With the coronavirus having wreaked devastation in Italy, a second and more vicious sovereign debt crisis is looming. According to the IMF’s latest estimates, the coronavirus epidemic is now set to cause the Italian economy to contract by almost 10 percent in 2020. That in turn will cause Italy’s budget deficit to balloon to around 8.5 percent of GDP and its public-debt-to-GDP ratio to skyrocket from 135 percent to 160 percent by the end of the year.
If the IMF’s projections were realized, it would leave Italy’s public-debt-to-GDP ratio about 30 percentage points higher than that which triggered Italy’s last sovereign debt crisis in 2012. Little wonder then that markets are already beginning to question whether Italy will be able to meet its debt servicing commitments. This uncertainty has been reflected in a steady rise in Italy’s government borrowing costs relative to those of über-reliable Germany.
An important factor beckoning another Italian sovereign debt crisis is the fact that stuck within a Euro straitjacket, the country has great difficulty extricating itself from recessions. Not only does it lack its own monetary and exchange-rate policies to generate economic growth. All too often, its European partners require it to tighten its budgetary belt in the middle of a recession to address its deficit problem. These measures have resulted in Italy’s per capita income today being lower than it was in 1999, when Italy joined the Euro.
Italy’s weak banking system also impedes to the country’s economic growth prospects. Even before the epidemic, Italy’s banks were saddled with a mountain of non-performing loans and burdened with large holdings of Italian government bonds. In a deep recession, more of their loans will collapse as the country faces a wave of household and corporate bankruptcies.
In the event that Italy does need to be bailed out by its European partners, the cost of doing so will dwarf the earlier cost of the Greek bailout. With a prospective annual budget deficit of $200 billion and with government bonds of around $800 billion reaching maturity over the next two years, Italy’s government alone could need a $1 trillion bailout. In addition, its banks could need at least $500 billion in support to put them on a firmer footing.
Apart from the unprecedented size of the bailout, political conditions today in both Europe and Italy will make it more difficult to put together a bailout package for Italy than it was for Greece in 2010. On one side of the ledger, Italy’s Northern European partners are now more reticent than before to provide funding for their Southern European neighbors. On the other side, Italian political parties, and especially Mateo Salvini’s League Party, are less willing to follow the austerity policies preferred by their would-be lenders.
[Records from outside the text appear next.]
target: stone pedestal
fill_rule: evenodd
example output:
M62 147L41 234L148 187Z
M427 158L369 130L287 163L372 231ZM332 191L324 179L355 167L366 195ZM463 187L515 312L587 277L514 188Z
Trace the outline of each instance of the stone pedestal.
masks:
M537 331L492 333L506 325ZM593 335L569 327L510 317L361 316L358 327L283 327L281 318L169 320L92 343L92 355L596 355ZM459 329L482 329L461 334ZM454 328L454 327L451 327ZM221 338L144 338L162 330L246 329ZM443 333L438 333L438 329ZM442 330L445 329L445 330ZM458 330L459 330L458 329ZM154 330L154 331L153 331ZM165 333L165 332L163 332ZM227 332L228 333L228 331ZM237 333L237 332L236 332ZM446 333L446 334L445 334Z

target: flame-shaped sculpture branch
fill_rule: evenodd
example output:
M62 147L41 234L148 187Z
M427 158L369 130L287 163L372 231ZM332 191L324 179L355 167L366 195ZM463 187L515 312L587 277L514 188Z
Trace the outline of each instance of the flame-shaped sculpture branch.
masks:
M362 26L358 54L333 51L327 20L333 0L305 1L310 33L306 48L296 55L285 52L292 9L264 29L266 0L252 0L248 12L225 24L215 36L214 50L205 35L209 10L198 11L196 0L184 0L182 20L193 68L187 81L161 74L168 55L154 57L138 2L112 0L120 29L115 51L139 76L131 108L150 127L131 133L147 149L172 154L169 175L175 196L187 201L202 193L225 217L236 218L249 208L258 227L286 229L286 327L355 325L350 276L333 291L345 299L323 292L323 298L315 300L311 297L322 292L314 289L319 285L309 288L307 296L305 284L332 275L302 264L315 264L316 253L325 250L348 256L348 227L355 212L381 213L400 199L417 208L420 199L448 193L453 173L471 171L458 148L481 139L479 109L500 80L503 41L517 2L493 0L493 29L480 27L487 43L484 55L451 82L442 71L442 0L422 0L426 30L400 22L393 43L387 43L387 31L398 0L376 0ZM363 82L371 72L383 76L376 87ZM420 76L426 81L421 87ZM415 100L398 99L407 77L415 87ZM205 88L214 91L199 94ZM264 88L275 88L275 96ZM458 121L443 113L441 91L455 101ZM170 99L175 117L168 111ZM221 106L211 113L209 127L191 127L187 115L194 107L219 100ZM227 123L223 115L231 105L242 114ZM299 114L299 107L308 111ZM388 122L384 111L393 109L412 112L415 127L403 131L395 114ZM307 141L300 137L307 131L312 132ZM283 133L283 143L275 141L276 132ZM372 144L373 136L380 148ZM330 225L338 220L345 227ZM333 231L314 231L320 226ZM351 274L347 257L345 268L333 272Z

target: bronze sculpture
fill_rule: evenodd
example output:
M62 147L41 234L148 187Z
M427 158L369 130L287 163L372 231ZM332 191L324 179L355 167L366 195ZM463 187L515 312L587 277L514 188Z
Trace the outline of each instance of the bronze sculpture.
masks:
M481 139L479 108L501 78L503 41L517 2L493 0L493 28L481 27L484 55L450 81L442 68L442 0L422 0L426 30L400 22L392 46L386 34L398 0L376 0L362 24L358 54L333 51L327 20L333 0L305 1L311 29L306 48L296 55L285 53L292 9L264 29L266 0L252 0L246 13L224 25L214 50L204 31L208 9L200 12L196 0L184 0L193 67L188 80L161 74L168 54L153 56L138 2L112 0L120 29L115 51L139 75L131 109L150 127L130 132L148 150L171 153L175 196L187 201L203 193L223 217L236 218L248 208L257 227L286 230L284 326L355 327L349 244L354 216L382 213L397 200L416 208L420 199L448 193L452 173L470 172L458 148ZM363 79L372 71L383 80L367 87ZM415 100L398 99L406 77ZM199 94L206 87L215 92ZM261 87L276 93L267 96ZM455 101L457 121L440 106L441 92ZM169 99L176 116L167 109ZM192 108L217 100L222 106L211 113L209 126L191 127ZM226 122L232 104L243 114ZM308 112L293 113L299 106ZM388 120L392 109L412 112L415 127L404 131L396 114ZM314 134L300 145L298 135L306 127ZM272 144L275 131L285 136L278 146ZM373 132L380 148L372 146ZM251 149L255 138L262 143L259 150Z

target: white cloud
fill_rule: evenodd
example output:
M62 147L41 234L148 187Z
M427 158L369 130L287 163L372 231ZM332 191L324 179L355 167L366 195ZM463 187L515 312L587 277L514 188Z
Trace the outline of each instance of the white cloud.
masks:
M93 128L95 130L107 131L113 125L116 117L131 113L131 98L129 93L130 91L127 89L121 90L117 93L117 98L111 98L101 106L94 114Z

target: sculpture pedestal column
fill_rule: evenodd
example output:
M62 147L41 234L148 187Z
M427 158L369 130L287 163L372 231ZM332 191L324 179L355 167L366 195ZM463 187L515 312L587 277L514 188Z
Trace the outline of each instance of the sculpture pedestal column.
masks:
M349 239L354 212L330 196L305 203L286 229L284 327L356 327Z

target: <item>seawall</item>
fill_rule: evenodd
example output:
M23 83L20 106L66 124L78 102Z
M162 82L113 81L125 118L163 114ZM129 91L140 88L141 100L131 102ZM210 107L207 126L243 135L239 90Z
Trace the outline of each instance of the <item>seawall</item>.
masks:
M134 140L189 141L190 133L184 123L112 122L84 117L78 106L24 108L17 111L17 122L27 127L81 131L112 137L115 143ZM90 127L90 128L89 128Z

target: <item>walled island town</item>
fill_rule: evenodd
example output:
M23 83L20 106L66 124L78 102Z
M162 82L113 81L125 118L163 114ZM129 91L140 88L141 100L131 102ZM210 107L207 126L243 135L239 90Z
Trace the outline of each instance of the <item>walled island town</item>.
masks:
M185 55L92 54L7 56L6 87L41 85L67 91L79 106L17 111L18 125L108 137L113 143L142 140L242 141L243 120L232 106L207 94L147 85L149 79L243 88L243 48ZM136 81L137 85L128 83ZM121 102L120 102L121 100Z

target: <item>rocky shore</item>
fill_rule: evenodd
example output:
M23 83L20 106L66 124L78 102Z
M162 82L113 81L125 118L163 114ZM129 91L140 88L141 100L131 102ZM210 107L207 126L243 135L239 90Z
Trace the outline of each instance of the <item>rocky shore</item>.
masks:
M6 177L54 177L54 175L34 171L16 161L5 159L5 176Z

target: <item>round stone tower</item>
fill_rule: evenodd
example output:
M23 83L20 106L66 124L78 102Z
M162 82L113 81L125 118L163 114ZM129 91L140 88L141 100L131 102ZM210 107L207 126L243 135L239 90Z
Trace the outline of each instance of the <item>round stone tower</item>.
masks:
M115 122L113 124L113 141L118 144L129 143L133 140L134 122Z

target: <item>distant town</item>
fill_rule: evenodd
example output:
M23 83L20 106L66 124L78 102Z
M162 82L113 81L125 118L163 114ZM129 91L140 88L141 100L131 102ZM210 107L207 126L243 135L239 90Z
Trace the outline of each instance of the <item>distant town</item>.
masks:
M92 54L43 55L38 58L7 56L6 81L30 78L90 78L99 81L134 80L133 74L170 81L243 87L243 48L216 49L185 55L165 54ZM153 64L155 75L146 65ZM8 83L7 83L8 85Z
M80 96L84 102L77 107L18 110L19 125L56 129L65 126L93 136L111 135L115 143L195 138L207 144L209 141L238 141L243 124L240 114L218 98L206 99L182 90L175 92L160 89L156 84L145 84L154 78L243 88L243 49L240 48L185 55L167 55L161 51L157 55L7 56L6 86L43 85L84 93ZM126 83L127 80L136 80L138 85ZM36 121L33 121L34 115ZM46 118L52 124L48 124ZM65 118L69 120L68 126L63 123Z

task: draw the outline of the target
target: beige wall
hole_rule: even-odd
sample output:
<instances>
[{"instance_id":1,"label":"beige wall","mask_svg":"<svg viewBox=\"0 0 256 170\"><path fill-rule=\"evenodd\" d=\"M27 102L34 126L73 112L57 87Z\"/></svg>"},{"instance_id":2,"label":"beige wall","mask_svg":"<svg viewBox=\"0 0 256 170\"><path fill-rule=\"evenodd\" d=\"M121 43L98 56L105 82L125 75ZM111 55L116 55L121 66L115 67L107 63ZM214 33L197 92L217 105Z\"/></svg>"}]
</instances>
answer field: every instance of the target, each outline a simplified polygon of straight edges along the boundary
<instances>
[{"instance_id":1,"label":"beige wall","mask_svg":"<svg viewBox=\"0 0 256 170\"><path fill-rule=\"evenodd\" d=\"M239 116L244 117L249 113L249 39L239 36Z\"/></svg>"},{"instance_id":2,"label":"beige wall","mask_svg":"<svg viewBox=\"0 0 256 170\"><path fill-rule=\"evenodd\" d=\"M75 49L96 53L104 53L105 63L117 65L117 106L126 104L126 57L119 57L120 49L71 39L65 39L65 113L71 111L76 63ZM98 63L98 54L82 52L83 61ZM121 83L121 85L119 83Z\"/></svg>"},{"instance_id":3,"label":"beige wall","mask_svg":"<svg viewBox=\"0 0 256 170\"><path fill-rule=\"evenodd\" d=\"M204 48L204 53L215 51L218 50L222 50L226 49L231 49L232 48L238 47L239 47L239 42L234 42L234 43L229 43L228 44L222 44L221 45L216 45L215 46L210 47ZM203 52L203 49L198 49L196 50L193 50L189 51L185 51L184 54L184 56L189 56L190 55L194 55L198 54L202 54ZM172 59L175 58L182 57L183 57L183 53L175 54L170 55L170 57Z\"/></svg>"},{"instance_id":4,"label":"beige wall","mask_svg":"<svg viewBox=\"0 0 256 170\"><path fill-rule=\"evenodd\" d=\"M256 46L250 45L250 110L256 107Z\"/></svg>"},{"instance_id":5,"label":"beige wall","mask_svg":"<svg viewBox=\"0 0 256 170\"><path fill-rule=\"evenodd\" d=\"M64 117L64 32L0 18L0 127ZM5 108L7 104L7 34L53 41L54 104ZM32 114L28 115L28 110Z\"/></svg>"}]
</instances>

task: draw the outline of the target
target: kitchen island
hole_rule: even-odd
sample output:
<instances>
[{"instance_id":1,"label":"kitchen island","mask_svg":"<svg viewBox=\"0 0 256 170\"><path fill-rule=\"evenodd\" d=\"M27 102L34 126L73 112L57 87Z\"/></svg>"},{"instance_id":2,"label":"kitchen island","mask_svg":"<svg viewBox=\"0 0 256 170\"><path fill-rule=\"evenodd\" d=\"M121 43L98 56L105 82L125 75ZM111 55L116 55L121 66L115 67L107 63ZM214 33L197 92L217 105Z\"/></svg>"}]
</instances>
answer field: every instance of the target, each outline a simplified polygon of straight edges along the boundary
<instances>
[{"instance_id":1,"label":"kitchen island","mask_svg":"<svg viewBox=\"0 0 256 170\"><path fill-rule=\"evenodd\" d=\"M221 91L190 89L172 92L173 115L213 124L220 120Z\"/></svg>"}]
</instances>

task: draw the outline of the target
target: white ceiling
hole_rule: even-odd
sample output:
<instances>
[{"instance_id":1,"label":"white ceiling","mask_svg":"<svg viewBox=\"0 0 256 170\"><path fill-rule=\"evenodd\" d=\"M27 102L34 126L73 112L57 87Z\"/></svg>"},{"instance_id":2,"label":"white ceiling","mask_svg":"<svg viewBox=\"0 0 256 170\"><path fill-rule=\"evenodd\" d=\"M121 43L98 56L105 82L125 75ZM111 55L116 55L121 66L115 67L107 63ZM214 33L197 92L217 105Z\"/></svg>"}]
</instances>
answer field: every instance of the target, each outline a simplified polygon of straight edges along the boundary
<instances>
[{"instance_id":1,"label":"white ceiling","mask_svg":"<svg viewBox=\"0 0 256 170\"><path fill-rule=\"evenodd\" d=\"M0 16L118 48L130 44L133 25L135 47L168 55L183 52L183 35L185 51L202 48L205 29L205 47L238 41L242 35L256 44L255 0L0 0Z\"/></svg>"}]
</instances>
Europe has found last-minute solutions to seemingly intractable political challenges before. Indeed, European integration itself is a striking example of successful political innovation. For the sake of both the European and the global economies, we must hope that Europe has a little more ingenuity left. Fresh from the Brexit debacle, the last thing Europe needs is for the Eurozone to disintegrate. And at a time of great global economic uncertainty, the last thing that the world economy needs is another European sovereign debt crisis.